The ASF bookshop has a rather large number of books and software programs specifically for day trading.  Has anybody read/used any of these?  If so, any recommendations/opinions?
Thanks


----------



## coyotte (18 January 2007)

imo most of the US books on Day Trading are just not applicable here.

Guppy's "Snapshot Trading" sets the Aussie scene.

Barry Rudd's "Stock Patterns for Day Trading" US -- is packed with charts and is a how to book --- some is applicable here.

If you use CFDs, they will provide the "live charting platform" -- but no market depth.

Interesting site --"swing-trader-stocks.com" -- worth digging around in.

Contrary to what most authors say "wait till the market settles --any thing from 10 min to 1 hr" -- I have found that IF you got the day's movement right, you have to open a position as soon as possible.  --- it can be all over by 10.30 /11.00 --- if caught in a range, you can usually bail out at lunch otherwise 3.30 to 4.00.
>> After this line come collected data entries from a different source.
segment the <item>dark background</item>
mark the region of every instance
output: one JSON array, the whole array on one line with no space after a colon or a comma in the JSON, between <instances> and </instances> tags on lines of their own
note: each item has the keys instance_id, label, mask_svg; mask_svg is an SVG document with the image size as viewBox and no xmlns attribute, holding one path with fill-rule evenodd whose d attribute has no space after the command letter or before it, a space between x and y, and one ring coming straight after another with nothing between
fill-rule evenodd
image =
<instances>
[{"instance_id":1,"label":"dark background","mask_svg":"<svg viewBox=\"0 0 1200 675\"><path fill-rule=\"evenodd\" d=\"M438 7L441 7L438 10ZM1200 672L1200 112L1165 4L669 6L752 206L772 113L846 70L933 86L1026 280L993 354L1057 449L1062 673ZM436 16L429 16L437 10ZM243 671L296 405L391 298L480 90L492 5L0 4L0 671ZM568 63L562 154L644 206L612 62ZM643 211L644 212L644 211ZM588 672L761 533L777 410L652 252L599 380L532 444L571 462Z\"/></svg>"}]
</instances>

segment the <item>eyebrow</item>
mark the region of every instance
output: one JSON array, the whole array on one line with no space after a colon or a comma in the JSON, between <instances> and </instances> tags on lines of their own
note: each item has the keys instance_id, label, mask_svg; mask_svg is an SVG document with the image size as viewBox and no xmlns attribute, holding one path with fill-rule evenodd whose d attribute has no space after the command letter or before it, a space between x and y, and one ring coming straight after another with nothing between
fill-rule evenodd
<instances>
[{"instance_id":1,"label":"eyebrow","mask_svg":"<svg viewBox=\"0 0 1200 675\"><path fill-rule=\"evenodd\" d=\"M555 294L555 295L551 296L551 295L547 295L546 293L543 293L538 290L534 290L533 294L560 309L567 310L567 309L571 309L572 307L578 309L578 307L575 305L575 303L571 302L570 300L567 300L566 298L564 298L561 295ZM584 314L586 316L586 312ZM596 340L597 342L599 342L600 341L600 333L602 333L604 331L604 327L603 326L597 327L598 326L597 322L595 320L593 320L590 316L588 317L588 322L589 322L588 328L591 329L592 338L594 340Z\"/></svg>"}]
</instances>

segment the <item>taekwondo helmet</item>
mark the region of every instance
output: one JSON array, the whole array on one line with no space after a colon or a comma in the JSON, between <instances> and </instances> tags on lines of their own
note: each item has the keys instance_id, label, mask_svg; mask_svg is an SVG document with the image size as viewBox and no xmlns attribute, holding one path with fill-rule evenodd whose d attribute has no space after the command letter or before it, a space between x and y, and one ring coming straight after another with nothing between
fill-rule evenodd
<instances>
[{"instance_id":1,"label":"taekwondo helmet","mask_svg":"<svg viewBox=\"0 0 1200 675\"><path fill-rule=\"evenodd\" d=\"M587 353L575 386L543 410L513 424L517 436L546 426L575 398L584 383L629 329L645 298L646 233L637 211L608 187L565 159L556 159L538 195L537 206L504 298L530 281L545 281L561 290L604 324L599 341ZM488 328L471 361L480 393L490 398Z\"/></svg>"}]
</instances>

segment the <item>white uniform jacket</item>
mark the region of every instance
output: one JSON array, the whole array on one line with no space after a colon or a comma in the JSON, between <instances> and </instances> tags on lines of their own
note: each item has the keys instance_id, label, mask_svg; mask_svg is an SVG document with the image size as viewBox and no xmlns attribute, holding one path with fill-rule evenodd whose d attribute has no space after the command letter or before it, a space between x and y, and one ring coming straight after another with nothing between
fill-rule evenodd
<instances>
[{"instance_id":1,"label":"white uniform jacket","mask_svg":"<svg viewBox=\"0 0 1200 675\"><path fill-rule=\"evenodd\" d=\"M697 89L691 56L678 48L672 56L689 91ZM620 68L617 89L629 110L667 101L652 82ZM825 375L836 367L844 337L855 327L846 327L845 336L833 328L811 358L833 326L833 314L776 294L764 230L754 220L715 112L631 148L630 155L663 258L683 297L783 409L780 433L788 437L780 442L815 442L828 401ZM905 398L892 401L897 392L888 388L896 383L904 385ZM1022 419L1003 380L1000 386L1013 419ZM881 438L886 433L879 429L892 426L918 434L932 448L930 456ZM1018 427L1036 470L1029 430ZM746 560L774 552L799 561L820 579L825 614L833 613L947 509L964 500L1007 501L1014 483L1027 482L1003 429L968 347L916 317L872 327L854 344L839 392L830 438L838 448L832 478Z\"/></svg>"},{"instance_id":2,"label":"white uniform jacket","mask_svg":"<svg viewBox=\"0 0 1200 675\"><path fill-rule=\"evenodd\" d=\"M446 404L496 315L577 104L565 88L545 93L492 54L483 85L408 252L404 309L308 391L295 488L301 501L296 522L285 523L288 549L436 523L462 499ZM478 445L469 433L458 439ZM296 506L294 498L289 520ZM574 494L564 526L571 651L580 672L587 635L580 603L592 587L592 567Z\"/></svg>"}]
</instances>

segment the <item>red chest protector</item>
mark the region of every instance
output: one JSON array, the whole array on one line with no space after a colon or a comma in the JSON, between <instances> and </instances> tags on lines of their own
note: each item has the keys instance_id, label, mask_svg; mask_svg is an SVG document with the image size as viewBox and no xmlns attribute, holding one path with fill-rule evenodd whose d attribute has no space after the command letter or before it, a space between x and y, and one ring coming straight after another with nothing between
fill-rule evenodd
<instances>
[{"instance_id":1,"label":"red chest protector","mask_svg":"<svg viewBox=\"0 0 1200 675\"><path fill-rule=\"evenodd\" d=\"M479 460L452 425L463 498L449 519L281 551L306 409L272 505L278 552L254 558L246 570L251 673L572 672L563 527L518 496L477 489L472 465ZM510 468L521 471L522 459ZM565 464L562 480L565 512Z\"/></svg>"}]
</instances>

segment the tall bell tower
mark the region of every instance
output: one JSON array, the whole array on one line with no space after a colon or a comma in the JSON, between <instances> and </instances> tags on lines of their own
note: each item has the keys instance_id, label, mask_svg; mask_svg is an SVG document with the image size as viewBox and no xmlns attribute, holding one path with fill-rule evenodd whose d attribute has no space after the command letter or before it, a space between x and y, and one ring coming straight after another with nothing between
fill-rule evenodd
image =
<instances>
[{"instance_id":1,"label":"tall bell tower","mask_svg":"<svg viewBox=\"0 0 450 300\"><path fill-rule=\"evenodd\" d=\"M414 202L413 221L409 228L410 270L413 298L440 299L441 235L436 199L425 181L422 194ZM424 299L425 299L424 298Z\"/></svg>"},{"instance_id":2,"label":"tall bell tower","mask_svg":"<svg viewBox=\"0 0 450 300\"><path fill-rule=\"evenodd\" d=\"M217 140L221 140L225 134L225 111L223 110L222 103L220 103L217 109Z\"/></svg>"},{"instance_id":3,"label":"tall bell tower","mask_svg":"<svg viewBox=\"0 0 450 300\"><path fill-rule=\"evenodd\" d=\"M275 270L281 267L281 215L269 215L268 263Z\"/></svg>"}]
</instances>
But in the Oz market I feel you have to develop your own method/plan. We simply do not have the ongoing volume and range.


Cheers


----------



## vicb (18 January 2007)

Thanks for the info Coyotte.
Will check out the site.
I am trying to change my trading pattern from long/medium trades to short trades.
I do not have live feed at the moment and it is something which I will need.
I use etrade at the moment.
Thanks


----------



## bingk6 (18 January 2007)

vicb said:
			
		

> I do not have live feed at the moment and it is something which I will need.
> I use etrade at the moment.
> Thanks




Etrade does provide 20min delay intraday data (down to 1min intervals) and its free. You can access it via interactive charts. Should be sufficient for all but the most professional traders.


----------



## coyotte (18 January 2007)

If you're simply talking about shorter term trading, then thats a different kettle of fish.

3-10 days is far more suitable for the Aussie market.

Guppy's cd set "Precision Pattern Trading"

Most of Guppy's material is slanted towards the short term.

Guppy's  "Trend Trading"  would be the longest at 1 month.

You don't need a live feed though as Guppys entries and exits are based on the close -- or in the case of target trading a premarket order for buy/sell at predetermined prices.


Cheers


----------